We release the public largest Chinese high-quality video-language dataset (10 million) named Youku-mPLUG, which is collected from a well-known Chinese video-sharing website, named Youku, with strict criteria of safety, diversity, and quality.

examples for youku-mplug

examples for youku-mplug

Examples of video clips and titles in the proposed Youku-mPLUG dataset.

We provide 3 different downstream multimodal video benchmark datasets to measure the capabilities of pre-trained models. The 3 different tasks include:

  • Video Category Prediction:Given a video and its corresponding title, predict the category of the video.
  • Video-Text Retrieval:In the presence of some videos and some texts, use video for text retrieval and text for video retrieval.
  • Video Captioning:In the presence of a video, describe the content of the video.

examples for youku-mplug downstream dataset

Data statistics

The dataset contains 10 million videos in total, which are of high quality and distributed in 20 super categories can 45 categories.

statistics

The distribution of categories in Youku-mPLUG dataset.

Zero-shot Capability

case1 case2

Download

You can download all the videos and annotation files through this link

Setup

Note: Due to a bug in megatron_util, after installing megatron_util, it is necessary to replace conda/envs/youku/lib/python3.10/site-packages/megatron_util/initialize.py with the initialize.py in the current directory.

conda env create -f environment.yml
conda activate youku
pip install megatron_util==1.3.0 -f https://modelscope.oss-cn-beijing.aliyuncs.com/releases/repo.html

# For caption evaluation
apt-get install default-jre

mPLUG-Video (1.3B / 2.7B)

Pre-train

First you should download GPT-3 1.3B & 2.7B checkpoint from Modelscope. The pre-trained model can be downloaded Here (1.3B) and Here (2.7B).

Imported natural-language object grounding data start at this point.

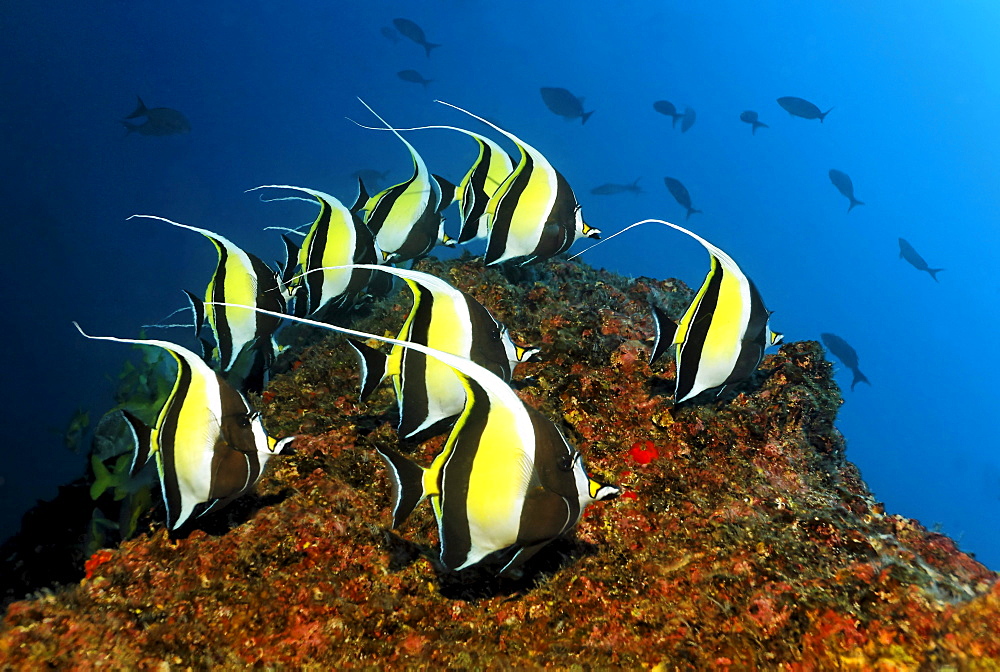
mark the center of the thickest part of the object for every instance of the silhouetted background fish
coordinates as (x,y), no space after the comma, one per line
(412,31)
(667,108)
(842,350)
(564,103)
(159,121)
(907,252)
(680,194)
(750,117)
(272,110)
(844,185)
(797,107)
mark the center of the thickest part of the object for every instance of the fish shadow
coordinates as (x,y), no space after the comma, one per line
(484,582)
(218,522)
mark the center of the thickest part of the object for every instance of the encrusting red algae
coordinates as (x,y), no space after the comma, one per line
(745,540)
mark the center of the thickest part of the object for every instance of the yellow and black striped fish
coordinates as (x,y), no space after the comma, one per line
(405,219)
(534,214)
(722,335)
(444,318)
(242,278)
(506,483)
(480,182)
(209,445)
(337,237)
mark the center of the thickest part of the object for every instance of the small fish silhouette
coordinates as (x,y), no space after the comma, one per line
(797,107)
(667,108)
(844,185)
(907,252)
(159,121)
(680,194)
(413,32)
(750,117)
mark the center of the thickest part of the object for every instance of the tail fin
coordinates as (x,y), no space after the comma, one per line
(373,364)
(362,198)
(102,477)
(407,484)
(140,439)
(859,378)
(665,330)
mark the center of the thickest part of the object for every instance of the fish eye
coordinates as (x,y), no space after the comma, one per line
(566,462)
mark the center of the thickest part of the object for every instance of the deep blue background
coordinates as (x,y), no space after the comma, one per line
(267,89)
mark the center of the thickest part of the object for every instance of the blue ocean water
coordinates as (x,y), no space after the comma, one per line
(267,89)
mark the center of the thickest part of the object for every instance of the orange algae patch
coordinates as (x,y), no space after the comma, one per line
(96,560)
(643,452)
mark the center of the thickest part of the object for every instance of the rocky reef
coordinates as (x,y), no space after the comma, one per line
(744,539)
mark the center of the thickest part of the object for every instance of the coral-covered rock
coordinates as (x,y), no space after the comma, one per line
(744,540)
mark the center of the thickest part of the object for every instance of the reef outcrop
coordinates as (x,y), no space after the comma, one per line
(745,539)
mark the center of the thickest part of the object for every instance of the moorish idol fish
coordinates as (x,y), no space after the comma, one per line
(405,218)
(480,182)
(242,278)
(336,238)
(534,214)
(722,336)
(507,482)
(449,320)
(209,445)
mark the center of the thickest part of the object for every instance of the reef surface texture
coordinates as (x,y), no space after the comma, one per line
(744,540)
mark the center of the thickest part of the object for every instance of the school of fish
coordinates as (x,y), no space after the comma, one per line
(507,481)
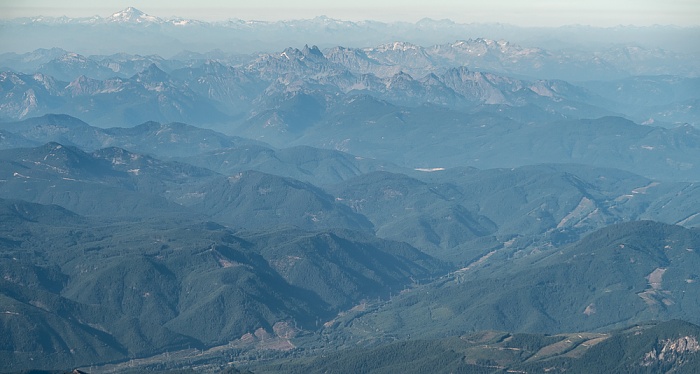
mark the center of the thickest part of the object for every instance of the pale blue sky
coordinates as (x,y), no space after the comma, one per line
(518,12)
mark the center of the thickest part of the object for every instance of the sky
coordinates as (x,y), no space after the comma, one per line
(603,13)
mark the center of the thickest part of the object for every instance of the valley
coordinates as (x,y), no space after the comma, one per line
(461,205)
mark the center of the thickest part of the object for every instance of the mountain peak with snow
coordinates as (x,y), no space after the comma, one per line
(132,15)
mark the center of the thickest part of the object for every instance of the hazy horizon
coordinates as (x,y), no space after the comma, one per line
(545,13)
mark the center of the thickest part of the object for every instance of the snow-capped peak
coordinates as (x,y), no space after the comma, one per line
(132,15)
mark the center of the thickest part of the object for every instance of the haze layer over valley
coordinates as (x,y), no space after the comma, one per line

Running the pre-training of mPLUG-Video as:

exp_name='pretrain/gpt3_1.3B/pretrain_gpt3_freezeGPT_youku_v0'
PYTHONPATH=$PYTHONPATH:./ \
python -m torch.distributed.launch --nproc_per_node=8 --master_addr=$MASTER_ADDR \
  --master_port=$MASTER_PORT \
  --nnodes=$WORLD_SIZE \
  --node_rank=$RANK \
  --use_env run_pretrain_distributed_gpt3.py \
  --config ./configs/${exp_name}.yaml \
  --output_dir ./output/${exp_name} \
  --enable_deepspeed \
  --bf16
  2>&1 | tee ./output/${exp_name}/train.log

Benchmarking

To perform downstream fine-tuning. We take Video Category Prediction as an example:

exp_name='cls/cls_gpt3_1.3B_youku_v0_sharp_2'
PYTHONPATH=$PYTHONPATH:./ \
python -m torch.distributed.launch --nproc_per_node=8 --master_addr=$MASTER_ADDR \
  --master_port=$MASTER_PORT \
  --nnodes=$WORLD_SIZE \
  --node_rank=$RANK \
  --use_env downstream/run_cls_distributed_gpt3.py \
  --config ./configs/${exp_name}.yaml \
  --output_dir ./output/${exp_name} \
  --enable_deepspeed \
  --resume path/to/1_3B_mp_rank_00_model_states.pt \
  --bf16
  2>&1 | tee ./output/${exp_name}/train.log

Experimental results

Below we show the results on the validation sets for reference.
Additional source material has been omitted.